Scritto da Ottavia Scorpati il . Pubblicato in .

A cura di Ottavia Scorpati

Pandemia, ripartenza globale e violenza di genere: come il COVID-19 ha trasformato le logiche economiche, ridefinito gli equilibri geopolitici e amplificato le fratture sociali, svelando le nuove linee di faglia del mondo contemporaneo.

La pandemia di COVID-19 ha rappresentato molto più di una crisi sanitaria: è stata un evento tellurico che ha scosso le fondamenta dell’economia mondiale e accelerato mutamenti profondi nei rapporti di forza geopolitici. Le conseguenze non si sono limitate alla contrazione dei PIL o ai lockdown generalizzati: ciò che è stato colpito al cuore è l’architettura stessa della globalizzazione, basata su interdipendenze fragili, supply chain iperottimizzate e una fiducia eccessiva nella stabilità sistemica.

Il mondo post-COVID si presenta oggi segnato da due direttrici parallele ma convergenti: da un lato, una regionalizzazione crescente degli scambi e delle filiere produttive, spinta dalla necessità di resilienza strategica e sicurezza nazionale; dall’altro, una frammentazione dell’ordine internazionale, in cui la cooperazione multilaterale lascia spazio a un ritorno alla politica di potenza, alle sfere di influenza, e a una competizione sempre più accesa per il controllo delle tecnologie e delle risorse.

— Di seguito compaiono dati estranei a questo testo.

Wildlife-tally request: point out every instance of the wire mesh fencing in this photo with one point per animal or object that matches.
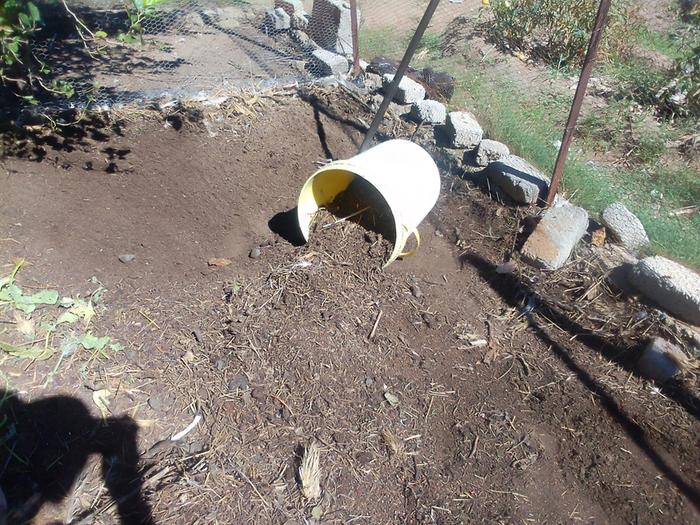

La rivalità tra Stati Uniti e Cina ne è l’esempio più evidente: la pandemia ha acuito la tensione già latente, trasformando il confronto commerciale e tecnologico in una vera e propria battaglia per l’egemonia nel XXI secolo. Nel frattempo, crisi collaterali come la guerra in Ucraina e le vulnerabilità energetiche globali hanno reso chiaro che il mondo non sta tornando alla “normalità”, ma sta attraversando una fase di ridefinizione multipolare, in cui i centri di potere si spostano e si moltiplicano.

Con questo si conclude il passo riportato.